Crews are set to scour southern areas of the Indian Ocean for a fourth day.
Two sets of satellite images showing floating objects in the area have raised hopes that the jet may be there.
The two Chinese aircraft have been flown in from Malaysia, where they were helping with the search further north.
Six other planes are already at the Perth base, and scoured an area of the Indian Ocean the size of Denmark on Saturday.
But the mission found no debris.
Ships supporting the search are already in the area, or are on their way.
The Australian navy’s HMAS Success, which is large enough to recover any debris if needed, has arrived in the search area.
Malaysian officials suspect the plane, en route from Kuala Lumpur to Beijing, was deliberately taken off course.
The Boeing-777 disappeared on 8 March; two thirds of the passengers were Chinese.
China on Saturday released a satellite image showing an object floating in the southern Indian Ocean near to the area already being searched, some 2,500 km (1,550 miles) south-west of Perth.
The grainy image was released by China’s State Administration of Science, Technology and Industry for National Defense.

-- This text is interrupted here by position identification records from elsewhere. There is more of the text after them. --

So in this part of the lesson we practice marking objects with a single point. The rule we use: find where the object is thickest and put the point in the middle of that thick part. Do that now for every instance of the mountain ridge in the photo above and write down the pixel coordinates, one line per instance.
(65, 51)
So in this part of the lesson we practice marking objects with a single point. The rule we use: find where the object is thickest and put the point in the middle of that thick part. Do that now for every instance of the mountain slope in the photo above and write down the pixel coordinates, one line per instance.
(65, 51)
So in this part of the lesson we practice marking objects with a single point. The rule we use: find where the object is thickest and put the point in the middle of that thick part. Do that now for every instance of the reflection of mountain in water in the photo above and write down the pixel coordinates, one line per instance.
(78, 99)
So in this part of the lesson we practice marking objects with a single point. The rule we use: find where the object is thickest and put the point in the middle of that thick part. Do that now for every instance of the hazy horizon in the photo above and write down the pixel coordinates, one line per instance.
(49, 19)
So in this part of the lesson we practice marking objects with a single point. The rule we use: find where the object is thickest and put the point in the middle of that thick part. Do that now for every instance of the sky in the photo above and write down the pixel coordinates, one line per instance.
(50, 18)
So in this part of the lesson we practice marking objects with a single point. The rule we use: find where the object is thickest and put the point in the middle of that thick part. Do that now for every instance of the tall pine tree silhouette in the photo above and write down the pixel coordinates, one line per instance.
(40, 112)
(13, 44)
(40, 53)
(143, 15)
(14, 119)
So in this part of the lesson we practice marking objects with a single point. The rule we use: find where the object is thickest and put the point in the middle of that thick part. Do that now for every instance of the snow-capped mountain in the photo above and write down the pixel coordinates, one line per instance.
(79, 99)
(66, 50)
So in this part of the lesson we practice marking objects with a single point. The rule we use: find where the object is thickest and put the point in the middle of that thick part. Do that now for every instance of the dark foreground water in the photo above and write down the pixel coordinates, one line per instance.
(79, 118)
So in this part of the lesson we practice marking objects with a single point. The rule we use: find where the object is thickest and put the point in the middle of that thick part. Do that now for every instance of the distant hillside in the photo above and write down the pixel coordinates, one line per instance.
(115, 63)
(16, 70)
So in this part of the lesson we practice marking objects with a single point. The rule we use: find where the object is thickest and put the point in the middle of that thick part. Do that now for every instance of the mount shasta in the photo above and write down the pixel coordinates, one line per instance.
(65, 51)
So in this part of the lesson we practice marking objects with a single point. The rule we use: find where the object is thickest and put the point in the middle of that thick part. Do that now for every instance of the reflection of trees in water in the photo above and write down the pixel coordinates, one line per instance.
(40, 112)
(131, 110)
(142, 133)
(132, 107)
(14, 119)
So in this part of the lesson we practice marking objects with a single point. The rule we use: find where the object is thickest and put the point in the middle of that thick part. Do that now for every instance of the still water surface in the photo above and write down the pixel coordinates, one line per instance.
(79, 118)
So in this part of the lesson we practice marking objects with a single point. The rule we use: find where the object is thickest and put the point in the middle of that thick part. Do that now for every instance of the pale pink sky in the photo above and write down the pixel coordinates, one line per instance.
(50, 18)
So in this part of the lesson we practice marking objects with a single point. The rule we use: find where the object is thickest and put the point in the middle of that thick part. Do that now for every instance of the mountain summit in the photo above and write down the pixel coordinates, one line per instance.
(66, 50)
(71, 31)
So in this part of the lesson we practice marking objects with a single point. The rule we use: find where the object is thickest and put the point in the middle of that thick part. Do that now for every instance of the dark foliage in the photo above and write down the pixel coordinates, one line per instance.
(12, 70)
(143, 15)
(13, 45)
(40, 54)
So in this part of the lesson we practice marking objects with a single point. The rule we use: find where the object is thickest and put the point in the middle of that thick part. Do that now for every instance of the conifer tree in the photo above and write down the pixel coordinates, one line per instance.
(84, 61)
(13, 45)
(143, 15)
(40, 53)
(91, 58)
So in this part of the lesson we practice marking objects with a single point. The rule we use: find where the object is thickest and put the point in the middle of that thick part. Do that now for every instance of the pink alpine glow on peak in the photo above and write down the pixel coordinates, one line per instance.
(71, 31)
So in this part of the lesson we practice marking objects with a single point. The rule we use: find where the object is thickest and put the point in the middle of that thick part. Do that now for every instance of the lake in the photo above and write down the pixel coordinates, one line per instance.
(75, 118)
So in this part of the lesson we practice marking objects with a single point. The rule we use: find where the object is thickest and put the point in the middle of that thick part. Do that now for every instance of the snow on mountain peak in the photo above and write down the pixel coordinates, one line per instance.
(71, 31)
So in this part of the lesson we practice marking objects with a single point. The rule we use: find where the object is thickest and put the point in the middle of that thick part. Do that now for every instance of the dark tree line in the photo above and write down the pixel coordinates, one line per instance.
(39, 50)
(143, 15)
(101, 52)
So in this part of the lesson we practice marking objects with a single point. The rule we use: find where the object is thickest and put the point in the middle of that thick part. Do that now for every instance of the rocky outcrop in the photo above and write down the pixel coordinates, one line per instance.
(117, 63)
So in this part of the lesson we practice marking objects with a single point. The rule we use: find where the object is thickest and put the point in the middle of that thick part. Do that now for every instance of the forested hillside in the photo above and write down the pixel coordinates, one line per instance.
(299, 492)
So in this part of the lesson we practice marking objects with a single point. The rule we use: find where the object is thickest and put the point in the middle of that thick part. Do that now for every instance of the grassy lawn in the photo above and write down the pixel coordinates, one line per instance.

The find was announced by Malaysia’s Acting Transport Minister Hishammuddin Hussein amid a routine briefing in Kuala Lumpur.
The Xinhua state news agency said the latest satellite image was taken at about 04:00 GMT on 18 March and showed objects about 120km “south by west” from the first site.
Other satellite images of possible aircraft debris in a nearby area were released earlier in the week.
Australian Prime Minister Tony Abbott said the sightings were encouraging signs.
“Obviously we have now had a number of very credible leads and there is increasing hope – no more than hope, no more than hope – that we might be on the road to discovering what did happen to this ill-fated aircraft,” he said.
After operations ended for the day on Saturday, Australia’s Maritime Safety Authority said an aircraft had reported sighting a number of small objects with the naked eye within a radius of five kilometres, including a wooden pallet.
However the floating object seen in the new satellite image was not spotted.
At his briefing, Acting Transport Minister Hussein also said investigations of the plane’s cargo manifest did “not show any link to anything that may have contribution to the plane’s disappearance”.
He also referred to the angry scenes as Malaysian officials briefed Chinese relatives in Beijing.
“Government of Malaysia, tell us the truth – give us back our loved ones,” relatives shouted at the Lido Hotel.
Mr Hussein admitted the briefing had been “tense” and an investigation was under way to try to improve the situation.
The search has been in two distinct corridors – one stretching to the north-west of the last known location in the Malacca Straits and one to the south-west.
The locations were based on a data “ping” apparently sent to a satellite from the missing plane hours after it vanished from other indicators.
However, on Saturday, Mr Hussein said that China, India, Pakistan, Myanmar (Burma) and several other nations had informed Malaysia that analysis of their radar records had revealed no evidence of flight MH370 crossing their airspace.